ATLANTA–The Alfred P. Sloan Foundation has awarded a grant of more than $100,000 to the Center for State and Local Finance (CSLF) at Georgia State University to evaluate the impact of college degrees received at a later age on wages, employment stability and retirement income.
Although the benefits of a college education are well-documented, most of that research centers on students who enter college soon after high school. There is little research pointing to outcomes for those receiving a bachelor’s degree at a later age, particularly for people over 50.
The CSLF study will examine this specific population, looking closely at whether later-age degrees result in job opportunities with higher wages and increased retention in the workforce beyond the traditional retirement age of 65. Data from the University System of Georgia and Georgia Department of Labor will be analyzed.
The results will not only provide new insights on college education for older adults, but it will also help inform new policy initiatives in higher education and labor as the number of older workers continues to rise.

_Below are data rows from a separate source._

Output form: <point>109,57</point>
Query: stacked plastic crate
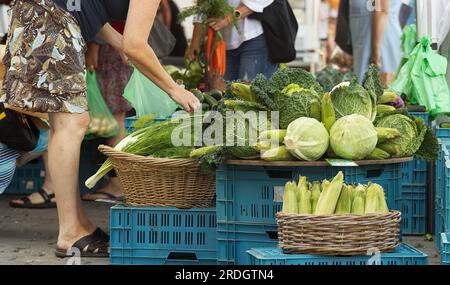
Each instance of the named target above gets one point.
<point>442,200</point>
<point>412,200</point>
<point>248,197</point>
<point>162,236</point>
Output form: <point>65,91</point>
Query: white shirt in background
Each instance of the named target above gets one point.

The research project is led by Sally Wallace, dean of the Andrew Young School of Policy Studies and director of the Fiscal Research Center. Tom Mroz, a Georgia State professor of economics, and Alex Hathaway, a CSLF research associate, are also part of the research team.
The project is expected to be completed by fall 2019.
Andrew Young School of Policy Studies
Wallace's research focuses on income taxation, sales taxation, tax burden analysis, distributional effects of taxation and the effects of demographic changes on tax bases. She has consulted widely on tax policy, fiscal decentralization, and revenue forecasting and analysis in countries that include Russia, Ukraine, Kazakhstan, Jamaica, Yemen and China.